Entscheidungsstichwort (Thema)
Prozesskostenhilfe. Beiordnung eines Anwalts. Vertrauensverhältnis. Mutwilliges Verhalten des Klägers
Leitsatz (redaktionell)
Die Beiordnung eines anderen Anwalts im Wege der Prozesskostenhilfe scheidet aus, wenn das Vertrauensverhältnis zu dem bisher beigeordneten Anwalt durch sachlich nicht gerechtfertigtes und mutwilliges Verhalten des Klägers zerstört worden ist und dies zur Entpflichtung des bisherigen Anwalt geführt hat.

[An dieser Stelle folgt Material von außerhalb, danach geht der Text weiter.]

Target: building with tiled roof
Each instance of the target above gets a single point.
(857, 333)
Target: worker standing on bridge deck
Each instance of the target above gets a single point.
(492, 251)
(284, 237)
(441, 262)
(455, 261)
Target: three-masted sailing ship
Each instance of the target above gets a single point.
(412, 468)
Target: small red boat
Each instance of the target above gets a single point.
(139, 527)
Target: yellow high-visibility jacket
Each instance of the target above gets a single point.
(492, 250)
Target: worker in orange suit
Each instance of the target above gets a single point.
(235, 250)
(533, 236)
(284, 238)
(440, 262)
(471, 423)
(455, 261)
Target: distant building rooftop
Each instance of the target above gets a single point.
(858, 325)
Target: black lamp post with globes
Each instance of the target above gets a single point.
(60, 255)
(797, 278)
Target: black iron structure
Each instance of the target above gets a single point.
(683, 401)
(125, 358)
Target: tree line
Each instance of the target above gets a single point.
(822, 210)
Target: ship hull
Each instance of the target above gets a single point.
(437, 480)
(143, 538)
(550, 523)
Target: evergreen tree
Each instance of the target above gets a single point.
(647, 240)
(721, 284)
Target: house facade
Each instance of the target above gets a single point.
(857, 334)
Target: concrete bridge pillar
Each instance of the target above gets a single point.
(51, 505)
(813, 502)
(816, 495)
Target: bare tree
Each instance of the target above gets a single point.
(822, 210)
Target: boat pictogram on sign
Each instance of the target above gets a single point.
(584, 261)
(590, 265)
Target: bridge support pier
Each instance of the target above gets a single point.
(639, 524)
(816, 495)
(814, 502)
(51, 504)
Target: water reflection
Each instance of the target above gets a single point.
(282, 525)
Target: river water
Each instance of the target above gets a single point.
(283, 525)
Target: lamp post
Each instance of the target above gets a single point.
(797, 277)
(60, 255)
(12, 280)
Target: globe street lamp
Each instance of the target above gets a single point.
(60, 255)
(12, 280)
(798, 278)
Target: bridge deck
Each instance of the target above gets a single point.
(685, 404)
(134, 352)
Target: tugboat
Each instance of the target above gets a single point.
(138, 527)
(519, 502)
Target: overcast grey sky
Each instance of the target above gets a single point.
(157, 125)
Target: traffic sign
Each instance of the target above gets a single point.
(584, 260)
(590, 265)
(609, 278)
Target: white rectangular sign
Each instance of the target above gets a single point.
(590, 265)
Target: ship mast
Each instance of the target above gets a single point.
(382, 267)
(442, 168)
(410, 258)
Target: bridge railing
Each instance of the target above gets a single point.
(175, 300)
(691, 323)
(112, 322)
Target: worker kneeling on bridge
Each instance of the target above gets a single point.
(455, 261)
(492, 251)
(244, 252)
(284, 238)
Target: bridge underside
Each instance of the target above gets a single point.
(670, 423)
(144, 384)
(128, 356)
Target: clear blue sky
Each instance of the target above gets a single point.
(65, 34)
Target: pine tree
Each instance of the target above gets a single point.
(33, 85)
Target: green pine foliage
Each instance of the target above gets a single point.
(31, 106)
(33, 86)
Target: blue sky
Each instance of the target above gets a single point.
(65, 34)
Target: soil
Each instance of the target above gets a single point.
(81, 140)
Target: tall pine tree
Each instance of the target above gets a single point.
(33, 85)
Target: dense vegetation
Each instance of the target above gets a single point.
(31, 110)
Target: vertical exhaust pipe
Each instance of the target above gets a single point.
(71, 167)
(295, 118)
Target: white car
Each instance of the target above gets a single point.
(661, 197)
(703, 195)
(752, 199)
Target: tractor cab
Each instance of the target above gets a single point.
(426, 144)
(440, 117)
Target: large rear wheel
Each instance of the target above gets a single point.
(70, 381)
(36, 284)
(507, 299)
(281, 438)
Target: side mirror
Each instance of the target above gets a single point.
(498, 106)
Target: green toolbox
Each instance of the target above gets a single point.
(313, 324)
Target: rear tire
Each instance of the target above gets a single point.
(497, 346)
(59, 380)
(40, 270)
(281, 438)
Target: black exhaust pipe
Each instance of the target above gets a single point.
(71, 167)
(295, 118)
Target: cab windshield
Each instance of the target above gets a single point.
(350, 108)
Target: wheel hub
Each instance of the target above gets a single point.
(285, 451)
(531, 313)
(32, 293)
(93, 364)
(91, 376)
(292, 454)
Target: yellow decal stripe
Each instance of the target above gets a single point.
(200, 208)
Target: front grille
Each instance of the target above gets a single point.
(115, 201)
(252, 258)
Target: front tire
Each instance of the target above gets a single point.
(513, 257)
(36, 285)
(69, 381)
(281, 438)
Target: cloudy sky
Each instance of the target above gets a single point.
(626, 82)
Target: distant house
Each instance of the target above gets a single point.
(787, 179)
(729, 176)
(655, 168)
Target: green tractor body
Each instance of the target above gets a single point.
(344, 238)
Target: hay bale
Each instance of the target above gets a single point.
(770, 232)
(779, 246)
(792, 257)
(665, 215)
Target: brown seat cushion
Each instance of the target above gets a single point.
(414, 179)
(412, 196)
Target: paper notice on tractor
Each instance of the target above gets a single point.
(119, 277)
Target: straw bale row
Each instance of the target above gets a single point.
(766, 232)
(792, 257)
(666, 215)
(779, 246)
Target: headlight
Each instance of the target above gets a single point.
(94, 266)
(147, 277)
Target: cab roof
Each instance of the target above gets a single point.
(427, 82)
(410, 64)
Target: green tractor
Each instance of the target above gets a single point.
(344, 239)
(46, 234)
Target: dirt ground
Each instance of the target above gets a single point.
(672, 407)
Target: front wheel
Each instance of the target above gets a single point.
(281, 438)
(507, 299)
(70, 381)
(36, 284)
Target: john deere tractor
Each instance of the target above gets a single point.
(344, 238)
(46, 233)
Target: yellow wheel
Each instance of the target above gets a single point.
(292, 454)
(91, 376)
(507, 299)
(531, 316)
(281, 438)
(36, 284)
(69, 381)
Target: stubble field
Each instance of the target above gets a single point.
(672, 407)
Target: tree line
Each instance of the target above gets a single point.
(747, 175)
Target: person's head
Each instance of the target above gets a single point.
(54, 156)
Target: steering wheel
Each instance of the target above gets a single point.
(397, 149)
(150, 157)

Eine solche Konstellation liegt nicht ohne weiteres vor, wenn der Kläger ohne Kenntnis seines Anwalts direkt mit dem Gericht korrespondiert.
Normenkette
SGG § 73a; ZPO § 121; BRAO § 48 Abs. 2
Tenor
Auf die Beschwerde der Klägerinnen wird der Beschluss des Sozialgerichts Berlin vom 8. Januar 2013 geändert. Den Klägerinnen wird im Rahmen der ihnen bewilligten Prozesskostenhilfe ihr Prozessbevollmächtigter beigeordnet.
Gründe
Die Beschwerde, die sich nur gegen die Ablehnung der Beiordnung des Prozessbevollmächtigten richtet, ist begründet.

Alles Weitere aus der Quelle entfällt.